Shares of Lordstown Motors (NASDAQ: RIDE) dipped 23.7% in June, according to data from S&P Global Market Intelligence. The pre-revenue electric-vehicle maker saw its share price dip along with the broad market, nervousness around unprofitable companies, and the continued popping of the electric-vehicle bubble. As of this writing, shares of Lordstown Motors are down 85.5% in the past year.
There wasn’t any big direct news that came from Lordstown Motors this month, but investors decided to sell off shares anyway. One factor was probably the dip in the Nasdaq 100 Index, which was down almost 10% last month. On top of that, many investors are worried about unprofitable technology companies right now, especially with the Federal Reserve raising interest rates. Lordstown Motors isn’t generating any revenue, let alone positive cash flow, so it could be harder for the company to raise more money with tighter financial conditions across the corporate world.

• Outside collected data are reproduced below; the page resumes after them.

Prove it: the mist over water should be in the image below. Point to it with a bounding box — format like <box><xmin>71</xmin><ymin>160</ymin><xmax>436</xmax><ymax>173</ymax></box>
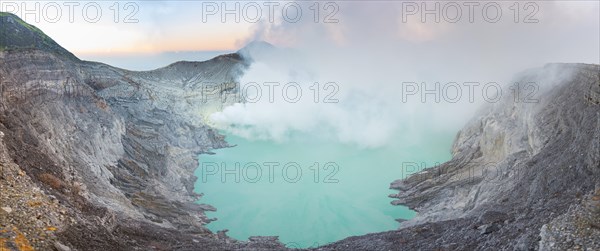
<box><xmin>0</xmin><ymin>0</ymin><xmax>597</xmax><ymax>250</ymax></box>
<box><xmin>195</xmin><ymin>130</ymin><xmax>454</xmax><ymax>247</ymax></box>
<box><xmin>63</xmin><ymin>1</ymin><xmax>597</xmax><ymax>247</ymax></box>
<box><xmin>209</xmin><ymin>1</ymin><xmax>599</xmax><ymax>149</ymax></box>
<box><xmin>197</xmin><ymin>2</ymin><xmax>598</xmax><ymax>246</ymax></box>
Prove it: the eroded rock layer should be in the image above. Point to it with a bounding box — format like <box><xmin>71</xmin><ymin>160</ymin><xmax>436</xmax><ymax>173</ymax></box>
<box><xmin>318</xmin><ymin>64</ymin><xmax>600</xmax><ymax>250</ymax></box>
<box><xmin>1</xmin><ymin>11</ymin><xmax>599</xmax><ymax>251</ymax></box>
<box><xmin>1</xmin><ymin>12</ymin><xmax>286</xmax><ymax>250</ymax></box>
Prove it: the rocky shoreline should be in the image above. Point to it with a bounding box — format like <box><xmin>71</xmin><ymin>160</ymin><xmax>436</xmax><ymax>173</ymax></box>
<box><xmin>1</xmin><ymin>12</ymin><xmax>287</xmax><ymax>250</ymax></box>
<box><xmin>1</xmin><ymin>12</ymin><xmax>599</xmax><ymax>250</ymax></box>
<box><xmin>316</xmin><ymin>63</ymin><xmax>600</xmax><ymax>250</ymax></box>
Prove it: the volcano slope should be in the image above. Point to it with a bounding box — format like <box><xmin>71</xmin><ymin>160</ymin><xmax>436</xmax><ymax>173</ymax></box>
<box><xmin>1</xmin><ymin>12</ymin><xmax>599</xmax><ymax>251</ymax></box>
<box><xmin>316</xmin><ymin>64</ymin><xmax>600</xmax><ymax>250</ymax></box>
<box><xmin>1</xmin><ymin>12</ymin><xmax>287</xmax><ymax>250</ymax></box>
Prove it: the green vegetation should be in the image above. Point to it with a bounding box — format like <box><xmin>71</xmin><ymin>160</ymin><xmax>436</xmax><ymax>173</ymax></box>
<box><xmin>0</xmin><ymin>11</ymin><xmax>77</xmax><ymax>60</ymax></box>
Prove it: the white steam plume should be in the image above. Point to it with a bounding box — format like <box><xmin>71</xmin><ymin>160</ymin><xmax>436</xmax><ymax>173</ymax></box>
<box><xmin>210</xmin><ymin>1</ymin><xmax>599</xmax><ymax>148</ymax></box>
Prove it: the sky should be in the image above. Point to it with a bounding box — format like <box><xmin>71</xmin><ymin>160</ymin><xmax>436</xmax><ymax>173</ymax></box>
<box><xmin>2</xmin><ymin>0</ymin><xmax>599</xmax><ymax>146</ymax></box>
<box><xmin>1</xmin><ymin>1</ymin><xmax>595</xmax><ymax>57</ymax></box>
<box><xmin>1</xmin><ymin>1</ymin><xmax>598</xmax><ymax>57</ymax></box>
<box><xmin>1</xmin><ymin>1</ymin><xmax>253</xmax><ymax>54</ymax></box>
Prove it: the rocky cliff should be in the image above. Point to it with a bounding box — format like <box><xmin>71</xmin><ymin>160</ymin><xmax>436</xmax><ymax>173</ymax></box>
<box><xmin>1</xmin><ymin>12</ymin><xmax>599</xmax><ymax>251</ymax></box>
<box><xmin>0</xmin><ymin>12</ymin><xmax>284</xmax><ymax>250</ymax></box>
<box><xmin>317</xmin><ymin>64</ymin><xmax>600</xmax><ymax>250</ymax></box>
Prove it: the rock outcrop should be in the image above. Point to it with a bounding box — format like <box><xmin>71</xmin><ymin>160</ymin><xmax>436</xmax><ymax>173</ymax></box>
<box><xmin>1</xmin><ymin>11</ymin><xmax>599</xmax><ymax>251</ymax></box>
<box><xmin>0</xmin><ymin>12</ymin><xmax>284</xmax><ymax>250</ymax></box>
<box><xmin>317</xmin><ymin>64</ymin><xmax>600</xmax><ymax>250</ymax></box>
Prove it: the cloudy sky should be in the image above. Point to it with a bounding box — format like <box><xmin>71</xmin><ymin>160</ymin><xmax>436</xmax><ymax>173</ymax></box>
<box><xmin>1</xmin><ymin>1</ymin><xmax>598</xmax><ymax>58</ymax></box>
<box><xmin>3</xmin><ymin>1</ymin><xmax>599</xmax><ymax>147</ymax></box>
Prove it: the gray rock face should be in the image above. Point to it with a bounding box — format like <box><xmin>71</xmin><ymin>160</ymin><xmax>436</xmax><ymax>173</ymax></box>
<box><xmin>537</xmin><ymin>185</ymin><xmax>600</xmax><ymax>250</ymax></box>
<box><xmin>1</xmin><ymin>13</ymin><xmax>599</xmax><ymax>251</ymax></box>
<box><xmin>318</xmin><ymin>63</ymin><xmax>600</xmax><ymax>250</ymax></box>
<box><xmin>0</xmin><ymin>13</ymin><xmax>289</xmax><ymax>250</ymax></box>
<box><xmin>0</xmin><ymin>48</ymin><xmax>233</xmax><ymax>220</ymax></box>
<box><xmin>79</xmin><ymin>53</ymin><xmax>245</xmax><ymax>230</ymax></box>
<box><xmin>0</xmin><ymin>21</ymin><xmax>282</xmax><ymax>248</ymax></box>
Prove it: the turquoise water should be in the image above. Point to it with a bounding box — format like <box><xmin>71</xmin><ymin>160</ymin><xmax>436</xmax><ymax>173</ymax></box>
<box><xmin>194</xmin><ymin>130</ymin><xmax>453</xmax><ymax>248</ymax></box>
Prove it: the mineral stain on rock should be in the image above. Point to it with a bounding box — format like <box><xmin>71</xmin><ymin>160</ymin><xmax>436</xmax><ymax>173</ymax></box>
<box><xmin>1</xmin><ymin>11</ymin><xmax>599</xmax><ymax>251</ymax></box>
<box><xmin>0</xmin><ymin>227</ymin><xmax>35</xmax><ymax>251</ymax></box>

Another factor hitting Lordstown Motors stock is the popping of the electric-vehicle bubble. Many companies like Lordstown went public over the past few years to hop on the electric-vehicle trend, even if they didn’t have viable business models. Now, with the companies not producing what they said they would, things have gone south. Electric Last Mile Solutions, which just went public recently, is already filing for bankruptcy protection. Given that Lordstown doesn’t generate revenue right now and misrepresented the number of pre-orders it had to shareholders, causing its CEO to resign in shame, investors are likely to be nervous about the potential for bankruptcy at more of these electric-vehicle companies.

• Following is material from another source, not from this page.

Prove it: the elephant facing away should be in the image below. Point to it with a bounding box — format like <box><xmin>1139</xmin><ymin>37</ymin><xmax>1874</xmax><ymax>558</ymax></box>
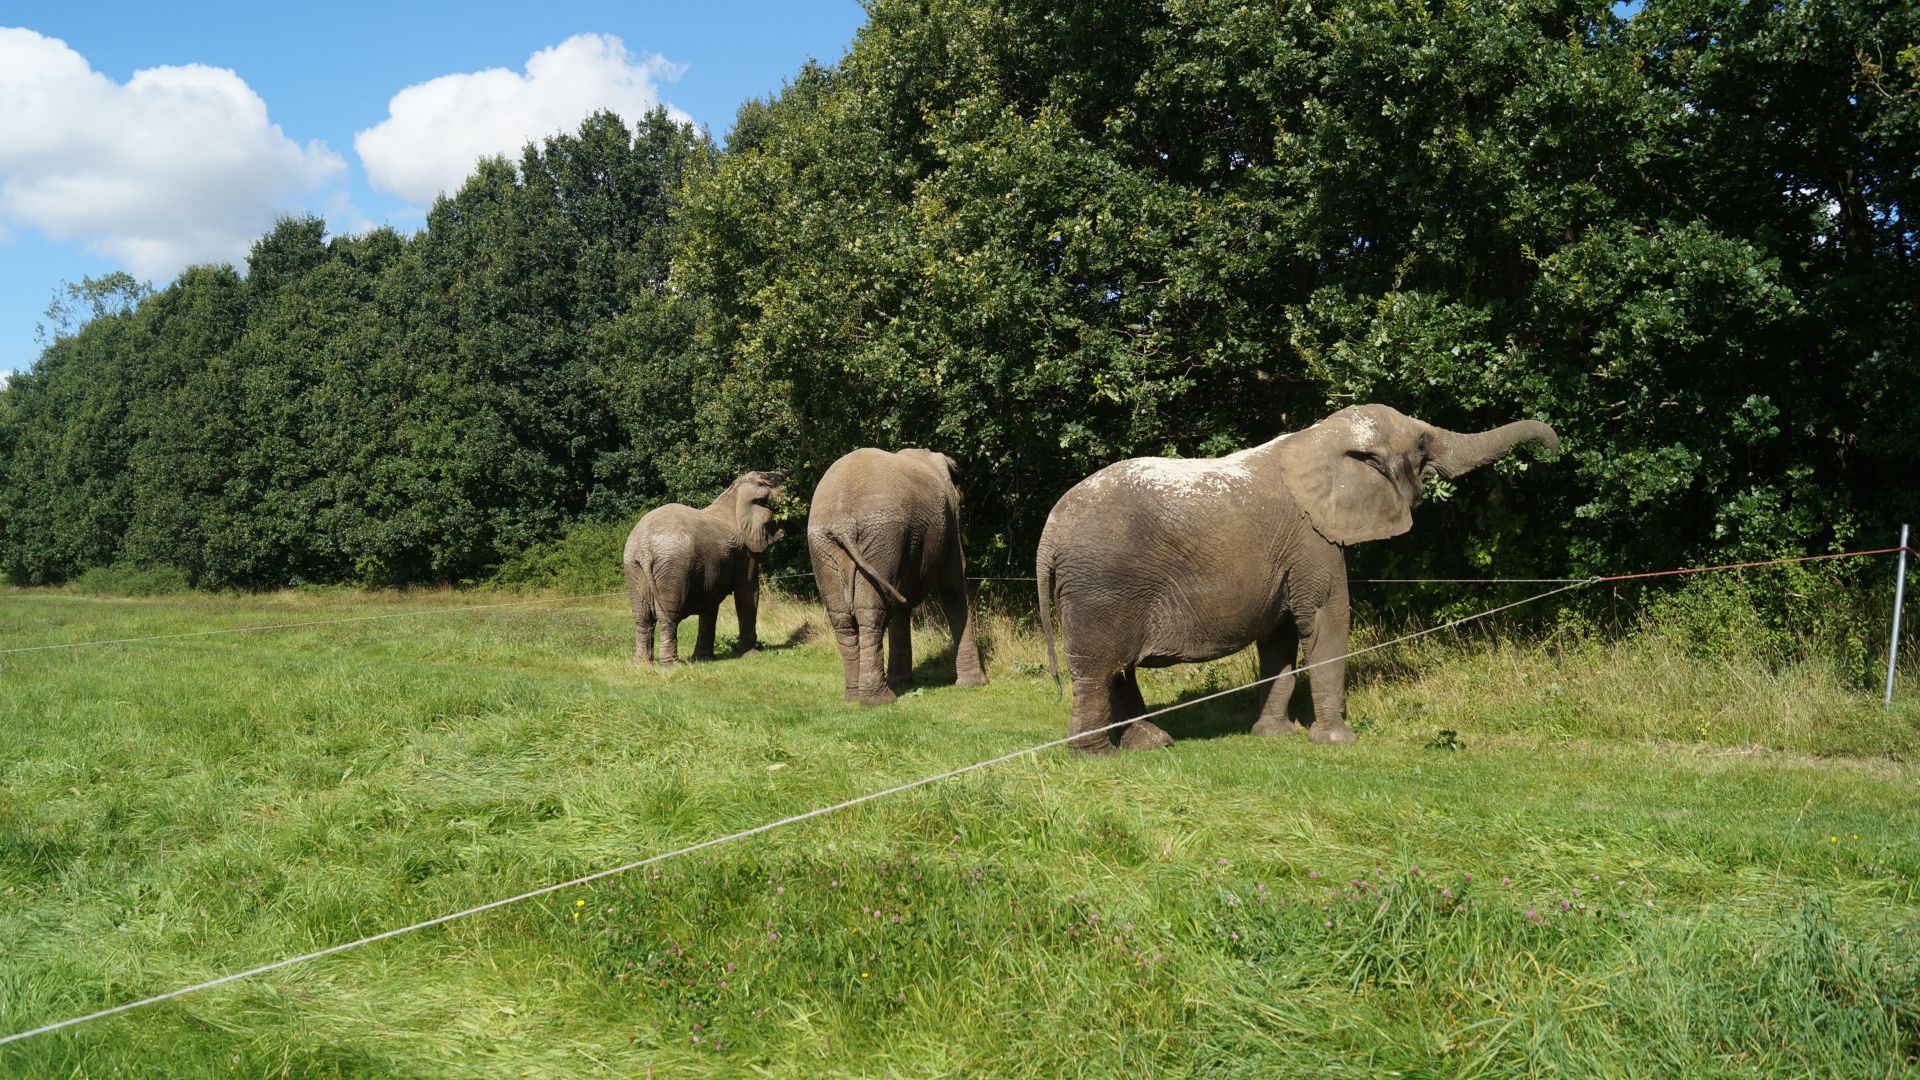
<box><xmin>1036</xmin><ymin>405</ymin><xmax>1558</xmax><ymax>753</ymax></box>
<box><xmin>808</xmin><ymin>448</ymin><xmax>988</xmax><ymax>705</ymax></box>
<box><xmin>624</xmin><ymin>470</ymin><xmax>787</xmax><ymax>665</ymax></box>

Also, there are fears that a consumer-based recession will hit the U.S. economy. If people are spending less money on nonessential items, that could mean lower demand for high-end electric vehicles of the kind Lordstown Motors plans to produce. Once its cars finally start coming down the line in the next year or so, it could prove to be terrible timing.
No matter how far it falls, it’s best to stay far away from Lordstown Motors stock. The company has only $200 million in cash on its balance sheet, with no revenue. Burning almost $100 million a quarter, management is going to have to raise cash soon.
With no operating history and a low stock price, the company will require either high-interest-rate debt or a heavily dilutive stock offering. Both choices will be terrible for creating shareholder value over the long term and is the key reason investors should avoid Lordstown stock right now.